For many it was a moment of truth, learning that the sponsored amble was not the direct route to Hyde Park (barely two miles) but a more circuitous seven miles. Some cheered up, however, when they realised that the marathon would take them up Sloane Street and past their favourite Christian Lacroix.

'I do hope we get some Perrier on the way,' one fashion editor said wistfully. Some 2,500 people wandered off along the Embankment, and in five minutes were admiring their stamina and staying power.

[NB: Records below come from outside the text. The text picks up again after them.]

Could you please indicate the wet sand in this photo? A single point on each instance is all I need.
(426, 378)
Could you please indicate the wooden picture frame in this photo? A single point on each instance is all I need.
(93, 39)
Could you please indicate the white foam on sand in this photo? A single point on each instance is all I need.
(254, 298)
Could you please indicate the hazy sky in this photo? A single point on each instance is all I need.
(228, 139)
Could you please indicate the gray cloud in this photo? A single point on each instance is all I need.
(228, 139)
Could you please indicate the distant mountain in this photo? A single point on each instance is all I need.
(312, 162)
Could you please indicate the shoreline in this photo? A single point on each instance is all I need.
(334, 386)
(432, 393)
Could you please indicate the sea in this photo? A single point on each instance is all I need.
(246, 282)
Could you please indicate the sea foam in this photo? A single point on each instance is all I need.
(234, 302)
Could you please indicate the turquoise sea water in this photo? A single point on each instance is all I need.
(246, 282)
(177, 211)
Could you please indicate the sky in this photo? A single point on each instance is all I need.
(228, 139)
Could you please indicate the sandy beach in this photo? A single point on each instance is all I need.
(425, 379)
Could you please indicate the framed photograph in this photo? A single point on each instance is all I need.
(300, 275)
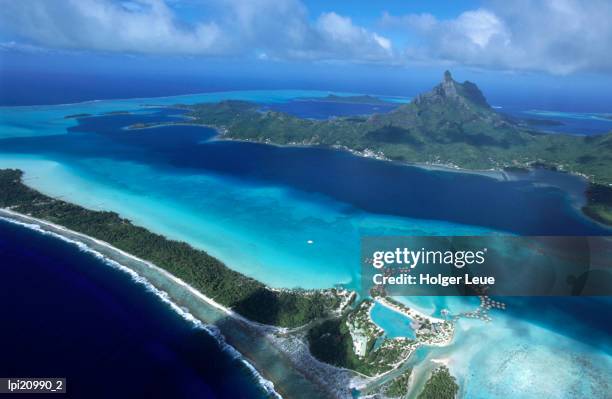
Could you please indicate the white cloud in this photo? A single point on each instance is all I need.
(268, 29)
(556, 36)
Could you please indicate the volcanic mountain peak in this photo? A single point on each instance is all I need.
(466, 93)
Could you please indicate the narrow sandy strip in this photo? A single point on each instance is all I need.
(408, 311)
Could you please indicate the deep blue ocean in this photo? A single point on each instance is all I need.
(65, 313)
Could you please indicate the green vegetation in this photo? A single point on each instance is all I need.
(398, 387)
(248, 297)
(441, 385)
(451, 125)
(599, 203)
(332, 342)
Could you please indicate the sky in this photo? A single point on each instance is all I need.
(395, 47)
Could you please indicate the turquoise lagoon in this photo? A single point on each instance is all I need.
(298, 235)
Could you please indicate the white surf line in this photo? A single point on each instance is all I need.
(408, 311)
(266, 384)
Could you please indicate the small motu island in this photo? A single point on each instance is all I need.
(338, 344)
(329, 335)
(451, 126)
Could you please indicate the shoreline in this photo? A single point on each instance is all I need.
(257, 344)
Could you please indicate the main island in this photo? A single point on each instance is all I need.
(327, 336)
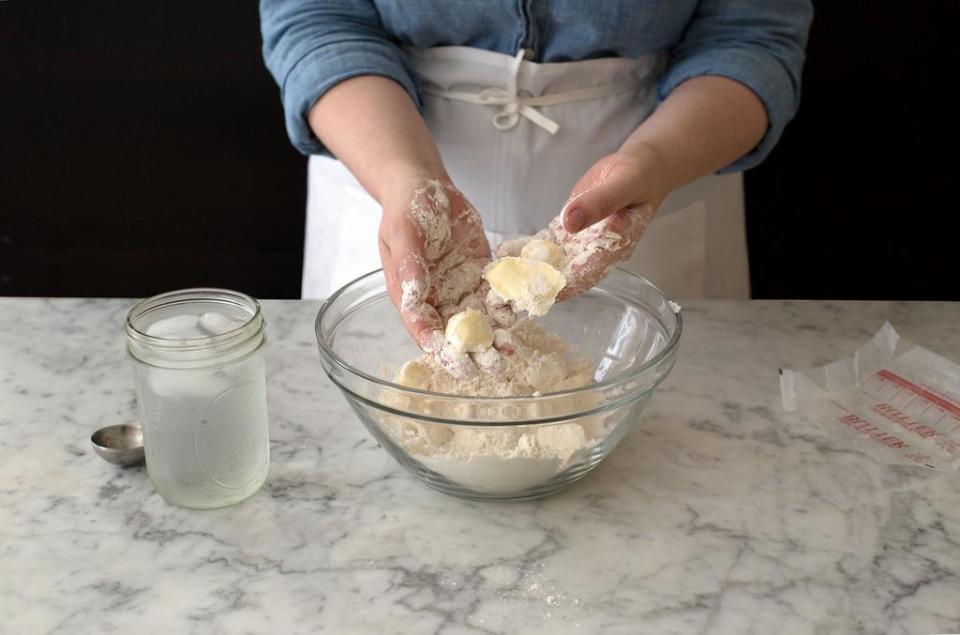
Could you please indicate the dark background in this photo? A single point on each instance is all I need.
(142, 149)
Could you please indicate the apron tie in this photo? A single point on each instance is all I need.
(513, 103)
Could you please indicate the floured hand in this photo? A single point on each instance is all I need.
(434, 250)
(607, 213)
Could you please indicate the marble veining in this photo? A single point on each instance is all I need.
(719, 513)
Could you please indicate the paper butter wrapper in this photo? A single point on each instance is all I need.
(893, 400)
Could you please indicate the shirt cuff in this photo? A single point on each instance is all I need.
(324, 67)
(760, 72)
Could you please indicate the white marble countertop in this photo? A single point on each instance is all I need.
(719, 513)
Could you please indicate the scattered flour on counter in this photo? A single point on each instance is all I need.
(489, 459)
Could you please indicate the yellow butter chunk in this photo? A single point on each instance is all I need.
(530, 285)
(470, 332)
(544, 250)
(414, 374)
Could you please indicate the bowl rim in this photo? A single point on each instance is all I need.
(619, 378)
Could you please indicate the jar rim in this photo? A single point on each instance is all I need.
(250, 328)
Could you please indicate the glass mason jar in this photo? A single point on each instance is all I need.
(199, 372)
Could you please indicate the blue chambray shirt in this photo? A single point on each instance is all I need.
(311, 45)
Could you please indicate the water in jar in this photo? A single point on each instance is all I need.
(205, 429)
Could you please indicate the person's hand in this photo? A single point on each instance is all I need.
(434, 251)
(607, 212)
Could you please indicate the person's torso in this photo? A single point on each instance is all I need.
(554, 30)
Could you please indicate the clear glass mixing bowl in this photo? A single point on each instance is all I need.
(522, 447)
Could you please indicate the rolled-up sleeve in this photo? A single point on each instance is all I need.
(311, 45)
(759, 43)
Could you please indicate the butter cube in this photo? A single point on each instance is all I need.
(529, 285)
(414, 374)
(543, 250)
(470, 331)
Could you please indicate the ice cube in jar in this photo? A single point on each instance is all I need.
(198, 358)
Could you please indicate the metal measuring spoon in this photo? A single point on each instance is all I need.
(120, 444)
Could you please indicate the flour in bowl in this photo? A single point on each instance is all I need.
(491, 459)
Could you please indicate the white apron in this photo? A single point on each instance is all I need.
(515, 136)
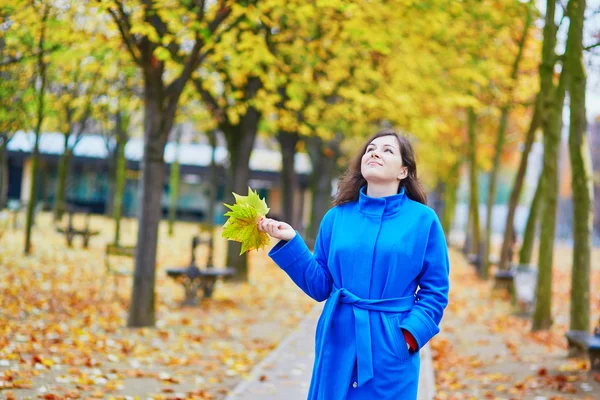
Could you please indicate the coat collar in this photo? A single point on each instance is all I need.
(380, 205)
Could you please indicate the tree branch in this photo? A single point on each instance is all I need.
(122, 21)
(211, 103)
(588, 48)
(16, 60)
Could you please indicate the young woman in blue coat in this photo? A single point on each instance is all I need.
(381, 262)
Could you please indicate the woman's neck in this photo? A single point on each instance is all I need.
(382, 190)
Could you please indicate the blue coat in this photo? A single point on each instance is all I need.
(370, 257)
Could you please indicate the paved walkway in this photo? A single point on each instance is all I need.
(285, 373)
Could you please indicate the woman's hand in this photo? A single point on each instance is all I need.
(277, 229)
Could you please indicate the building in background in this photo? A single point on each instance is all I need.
(88, 183)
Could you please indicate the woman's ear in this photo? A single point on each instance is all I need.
(403, 174)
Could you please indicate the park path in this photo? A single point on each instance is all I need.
(286, 372)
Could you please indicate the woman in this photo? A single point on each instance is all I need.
(375, 247)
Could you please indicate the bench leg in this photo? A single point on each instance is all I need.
(595, 360)
(191, 288)
(208, 287)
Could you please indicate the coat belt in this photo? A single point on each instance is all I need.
(362, 325)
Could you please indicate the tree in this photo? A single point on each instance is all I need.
(44, 10)
(174, 182)
(581, 169)
(153, 34)
(513, 201)
(16, 82)
(74, 86)
(552, 97)
(501, 136)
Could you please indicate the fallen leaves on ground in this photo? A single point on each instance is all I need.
(63, 334)
(486, 351)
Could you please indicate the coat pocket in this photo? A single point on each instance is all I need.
(400, 346)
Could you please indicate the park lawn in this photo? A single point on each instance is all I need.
(486, 351)
(63, 335)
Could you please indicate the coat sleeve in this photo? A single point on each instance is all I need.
(423, 320)
(308, 271)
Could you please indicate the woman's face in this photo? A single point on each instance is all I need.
(382, 161)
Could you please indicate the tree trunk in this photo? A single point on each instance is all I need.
(240, 142)
(61, 181)
(289, 179)
(474, 187)
(450, 197)
(3, 173)
(111, 161)
(174, 194)
(38, 131)
(552, 107)
(501, 135)
(532, 222)
(212, 200)
(157, 125)
(581, 169)
(174, 185)
(119, 188)
(324, 162)
(507, 242)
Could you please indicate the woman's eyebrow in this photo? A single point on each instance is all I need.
(385, 145)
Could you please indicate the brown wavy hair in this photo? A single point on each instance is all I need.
(352, 180)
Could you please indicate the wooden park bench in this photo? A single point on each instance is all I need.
(116, 272)
(195, 279)
(582, 342)
(525, 284)
(70, 232)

Dogs, prams and roller-blading boys joined the procession. A few passers-by looked bemused by the 'pink parade' of gay men, all bronzed biceps and muscley legs in too-tight cut-off shorts and tiny T-shirts. The majority made it to Sloane Street in west London, slowing down to window shop.

The strung-out line of walkers, trailing white ballons proclaiming 'Walk For Life,' meandered into Hyde Park and towards the exhibition of Quilts of Love (made in memory of people who have died from Aids) which were laid out like tombstones on the grass.

The names of those lost to the disease were read out over a Tannoy. It was sobering and sad. Aching legs were forgotten, people remembered that they had just walked for life and they could do it again.